Not all models are as good as they seem – new publication

2024.03.12.
Not all models are as good as they seem – new publication

Predictive distribution models can be used to predict the impact that climate change will have on the potential distribution of a species. To believe the model, you need to evaluate it and measure its goodness-of-fit using some metric. The most commonly used metrics (AUC, maxTSS) have been widely criticized in the literature - but they are still used by modelers as no better alternative exists. Imelda Somodi and Ákos Bede-Fazekas (assistant professor in our department) have now published a joint first-authored paper in the Q1-ranked scientific journal "Ecological Modelling" (IF = 3.1), which aims to remedy this unfortunate situation.

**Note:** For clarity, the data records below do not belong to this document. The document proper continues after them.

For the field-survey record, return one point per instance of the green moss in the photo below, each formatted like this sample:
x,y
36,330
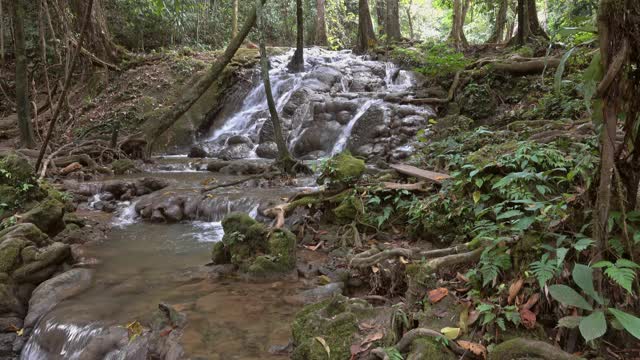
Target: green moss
x,y
429,348
122,166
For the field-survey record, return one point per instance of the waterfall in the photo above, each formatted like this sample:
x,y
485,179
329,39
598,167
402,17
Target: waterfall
x,y
341,143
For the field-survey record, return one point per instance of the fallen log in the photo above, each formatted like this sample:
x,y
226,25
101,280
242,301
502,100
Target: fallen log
x,y
420,173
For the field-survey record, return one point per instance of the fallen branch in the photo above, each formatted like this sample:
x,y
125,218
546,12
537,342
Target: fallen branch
x,y
241,181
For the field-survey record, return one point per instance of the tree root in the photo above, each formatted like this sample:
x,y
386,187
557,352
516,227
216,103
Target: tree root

Researchers from the HUN-REN Centre for Ecological Research and the Department of Environment and Landscape Geography at ELTE have developed model goodness-of-fit metrics that they hope will replace those used so far. To facilitate this, an R package has been developed to accompany the publication. The new metrics do not classify model predictions into the usual two categories (false vs. true), but introduce a third, intermediate category reflecting uncertain predictions. This allows the new model evaluation metrics to paint a more nuanced picture of model reliability. The researchers not only presented the new metrics, but also tested them on both real data (natural vegetation types in Hungary) and virtual species, comparing them with traditional metrics. The results are convincing: the new metrics were able to reveal features of the models that the traditional metrics could not.